With capital costs rising, executives can no longer afford to play this game.
Instead, they have to play a new game. One around finding greater efficiencies. Companies are streamlining operations while looking for workers who can accomplish more for less.
This mission doesn’t align with most workers. They don’t want to do more. They just want to get paid.
Final takeaway.
We’ve seen a lot of layoffs recently. Google, Meta, and Amazon have been some of the biggest headliners. The recent layoffs at Spotify suggest that workforce deflation will continue to be the norm moving forward.
What’s important to recognize is that layoffs aren’t just happening for the sake of reducing overhead. It’s a deliberate attempt to seek out efficiencies as the path to profitability moving forward. Companies aren’t focused on using their human capital to generate more revenue. Thanks to cheap capital, they never had to build business models around sustainable revenue generation in the first place.
That’s why Spotify is an interesting case study to highlight. Spotify is one of the pioneers behind the subscription-based business model that overhauled the music industry and became a template for other startups to follow. But that business model is inherently unprofitable.
Subscription-based businesses are low-margin because they aren’t transacting a good or service that they own. They are simply facilitating transactions. They provide the infrastructure for distribution, collecting the equivalent of a digital toll along the way.
Spotify is in the business of distributing the content and intellectual property of other artists and creators. It doesn’t own what it sells. As a result, the bulk of its revenue still goes to music labels and artists in the form of royalties. This makes it incredibly difficult to eke out a profit.

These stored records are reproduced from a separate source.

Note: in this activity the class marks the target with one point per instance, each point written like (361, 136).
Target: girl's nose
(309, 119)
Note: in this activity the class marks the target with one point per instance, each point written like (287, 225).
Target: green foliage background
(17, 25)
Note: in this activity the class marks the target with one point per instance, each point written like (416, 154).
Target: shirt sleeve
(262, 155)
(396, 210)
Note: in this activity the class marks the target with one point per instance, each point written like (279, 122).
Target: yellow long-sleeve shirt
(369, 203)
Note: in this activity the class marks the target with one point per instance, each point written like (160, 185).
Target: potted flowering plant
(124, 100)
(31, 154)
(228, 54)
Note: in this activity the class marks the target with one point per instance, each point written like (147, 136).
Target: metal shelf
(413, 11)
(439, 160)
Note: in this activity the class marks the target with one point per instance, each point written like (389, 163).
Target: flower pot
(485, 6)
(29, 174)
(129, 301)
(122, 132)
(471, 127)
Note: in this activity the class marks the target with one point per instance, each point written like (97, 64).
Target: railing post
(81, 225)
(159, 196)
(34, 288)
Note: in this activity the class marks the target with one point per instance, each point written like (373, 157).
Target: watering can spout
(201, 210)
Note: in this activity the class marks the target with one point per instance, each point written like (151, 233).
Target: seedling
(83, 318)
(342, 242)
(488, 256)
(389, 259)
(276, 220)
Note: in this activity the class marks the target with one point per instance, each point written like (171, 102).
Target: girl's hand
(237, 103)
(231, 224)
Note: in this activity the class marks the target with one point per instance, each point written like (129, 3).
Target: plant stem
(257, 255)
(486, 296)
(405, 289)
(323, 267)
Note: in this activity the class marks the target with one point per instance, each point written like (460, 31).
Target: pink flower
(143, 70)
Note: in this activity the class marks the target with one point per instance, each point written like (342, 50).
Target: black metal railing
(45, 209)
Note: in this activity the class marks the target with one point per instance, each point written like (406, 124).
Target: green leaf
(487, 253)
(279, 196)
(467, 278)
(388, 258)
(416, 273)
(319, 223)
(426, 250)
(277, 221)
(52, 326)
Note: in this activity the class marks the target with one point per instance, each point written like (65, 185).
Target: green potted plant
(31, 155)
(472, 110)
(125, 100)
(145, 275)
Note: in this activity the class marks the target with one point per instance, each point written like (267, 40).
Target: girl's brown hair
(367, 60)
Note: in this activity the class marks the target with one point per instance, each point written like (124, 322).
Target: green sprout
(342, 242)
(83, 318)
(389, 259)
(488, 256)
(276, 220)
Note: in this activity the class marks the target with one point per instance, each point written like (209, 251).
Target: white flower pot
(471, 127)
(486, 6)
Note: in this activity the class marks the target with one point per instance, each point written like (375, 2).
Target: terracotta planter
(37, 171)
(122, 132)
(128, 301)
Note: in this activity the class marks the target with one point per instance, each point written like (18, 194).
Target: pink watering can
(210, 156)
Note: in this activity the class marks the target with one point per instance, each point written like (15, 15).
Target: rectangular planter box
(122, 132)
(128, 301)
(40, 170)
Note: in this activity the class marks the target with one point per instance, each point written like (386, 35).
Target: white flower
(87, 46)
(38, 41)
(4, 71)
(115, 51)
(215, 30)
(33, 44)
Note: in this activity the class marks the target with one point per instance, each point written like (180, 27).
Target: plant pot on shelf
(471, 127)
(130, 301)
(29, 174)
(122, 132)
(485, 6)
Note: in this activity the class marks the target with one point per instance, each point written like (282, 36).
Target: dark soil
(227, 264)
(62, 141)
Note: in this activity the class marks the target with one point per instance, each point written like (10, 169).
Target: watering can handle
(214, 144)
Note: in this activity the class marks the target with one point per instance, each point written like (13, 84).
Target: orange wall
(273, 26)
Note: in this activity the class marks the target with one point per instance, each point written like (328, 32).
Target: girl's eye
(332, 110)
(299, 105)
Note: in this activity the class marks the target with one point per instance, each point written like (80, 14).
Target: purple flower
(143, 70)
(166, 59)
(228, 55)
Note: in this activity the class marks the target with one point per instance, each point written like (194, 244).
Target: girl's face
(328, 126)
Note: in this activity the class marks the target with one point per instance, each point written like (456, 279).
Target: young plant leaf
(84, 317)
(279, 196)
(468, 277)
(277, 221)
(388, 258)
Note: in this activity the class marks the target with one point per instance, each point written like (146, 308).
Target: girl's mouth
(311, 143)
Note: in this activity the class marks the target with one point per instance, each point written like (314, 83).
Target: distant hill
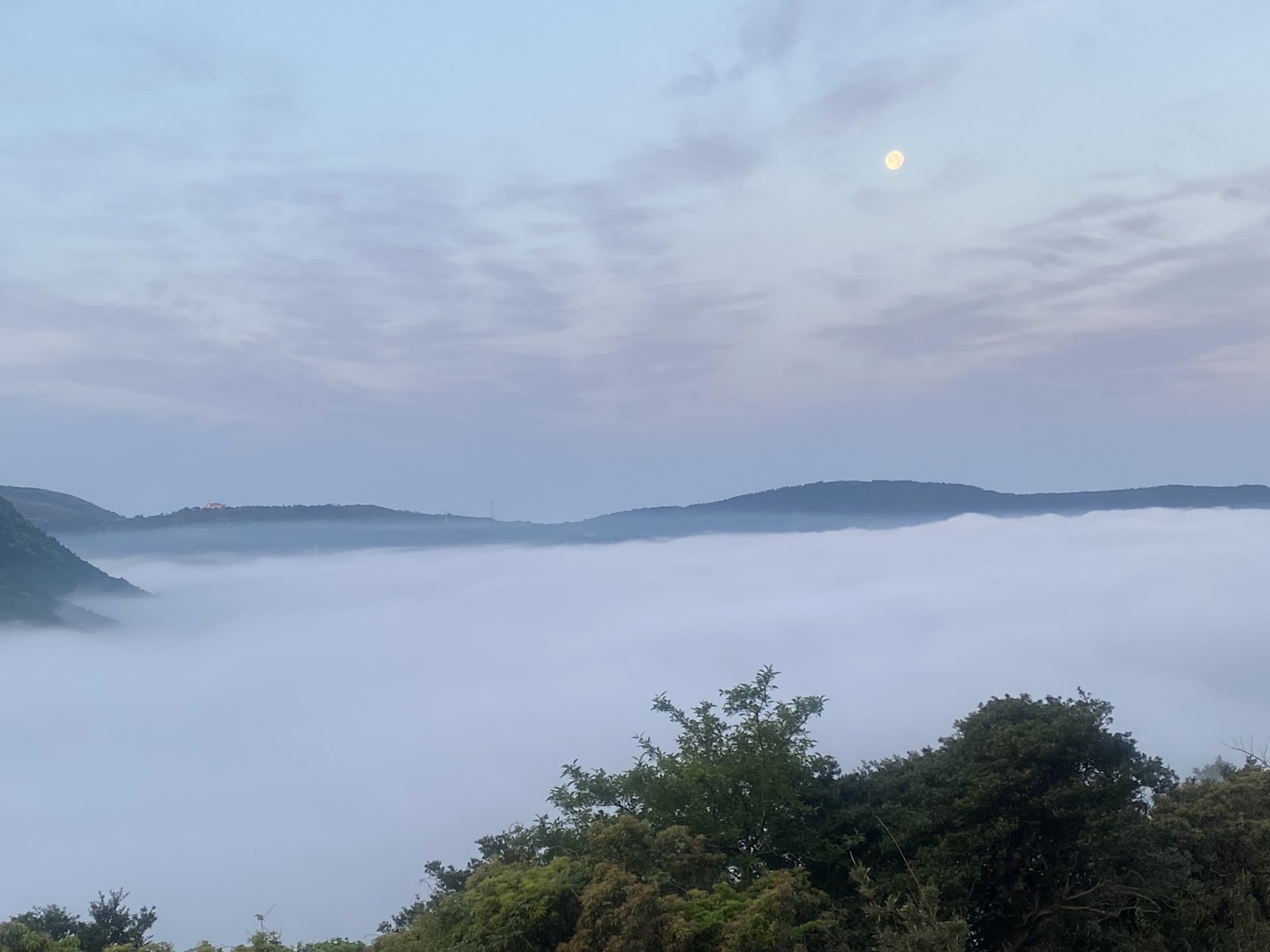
(37, 573)
(213, 516)
(818, 507)
(944, 499)
(56, 512)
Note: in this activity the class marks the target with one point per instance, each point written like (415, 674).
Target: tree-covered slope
(37, 571)
(56, 512)
(907, 497)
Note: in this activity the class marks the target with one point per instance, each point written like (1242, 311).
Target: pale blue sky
(581, 257)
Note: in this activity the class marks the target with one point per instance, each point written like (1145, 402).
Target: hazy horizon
(594, 258)
(304, 734)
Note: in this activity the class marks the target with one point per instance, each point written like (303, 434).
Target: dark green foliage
(56, 512)
(111, 924)
(37, 570)
(745, 776)
(1026, 816)
(1033, 828)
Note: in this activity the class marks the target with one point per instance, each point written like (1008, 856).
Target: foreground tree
(745, 776)
(1029, 819)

That’s why there’s a growing urgency for tech companies running subscription-based business models to find efficiencies. When you don’t have an actual product or service to sell, you need to find a different path to profitability.

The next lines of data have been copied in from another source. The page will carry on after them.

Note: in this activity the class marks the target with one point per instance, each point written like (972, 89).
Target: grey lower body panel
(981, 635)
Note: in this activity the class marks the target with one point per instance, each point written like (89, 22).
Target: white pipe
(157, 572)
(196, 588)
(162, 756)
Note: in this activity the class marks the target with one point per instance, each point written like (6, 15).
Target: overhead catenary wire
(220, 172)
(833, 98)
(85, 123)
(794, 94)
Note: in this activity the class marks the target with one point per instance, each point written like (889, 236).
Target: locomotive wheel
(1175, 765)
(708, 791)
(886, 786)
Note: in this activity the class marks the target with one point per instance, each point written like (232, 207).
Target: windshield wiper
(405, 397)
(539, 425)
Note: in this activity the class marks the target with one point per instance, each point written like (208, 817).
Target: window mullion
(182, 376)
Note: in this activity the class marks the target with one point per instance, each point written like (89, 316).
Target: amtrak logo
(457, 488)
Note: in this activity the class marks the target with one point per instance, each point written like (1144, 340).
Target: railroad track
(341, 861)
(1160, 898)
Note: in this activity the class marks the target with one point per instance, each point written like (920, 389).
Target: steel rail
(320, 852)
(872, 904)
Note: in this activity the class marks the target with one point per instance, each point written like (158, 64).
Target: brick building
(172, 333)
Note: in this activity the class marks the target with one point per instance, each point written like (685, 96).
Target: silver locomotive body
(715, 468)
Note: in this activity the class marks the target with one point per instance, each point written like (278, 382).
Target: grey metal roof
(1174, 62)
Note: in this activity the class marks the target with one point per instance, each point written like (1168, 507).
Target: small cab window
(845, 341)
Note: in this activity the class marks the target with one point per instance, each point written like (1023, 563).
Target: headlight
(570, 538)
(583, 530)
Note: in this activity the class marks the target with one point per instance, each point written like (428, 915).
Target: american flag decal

One way to do that is to leverage human capital rather than hoard it. Bullshit jobs with fake work are going to be a thing of the past moving forward. Spending the bulk of the workday attending meetings, responding to emails, or, as Spotify’s CEO bluntly put it, “doing work around the work” is no longer tolerable.
So, what does this mean for workers moving forward?
Workers need to start looking at employment as a business proposition. Unlike Spotify, they actually have something to sell. Whether it’s talent or physical labor, workers represent human capital that companies want and need to leverage.
The question now is about whether or not a worker is efficient enough to fit into the new game that’s being played. Can you provide maximum value in the most cost-effective way possible?
To answer that question, workers need to begin looking at employment through the lens of efficiency rather than an easy way to collect a paycheck. That means fighting for real work and documenting it to create proof of value.
The tech industry reshaped the meaning of work over the last decade. They overinflated their payrolls, creating the perception of opportunities that didn’t actually exist. Now, the hens have come to roost.
Moving forward, tech will continue to reshape the meaning of work. It’s going to be characterized by efficiency. The question is are workers who have become accustomed to doing easy support jobs prepared to dig in and actually get to work?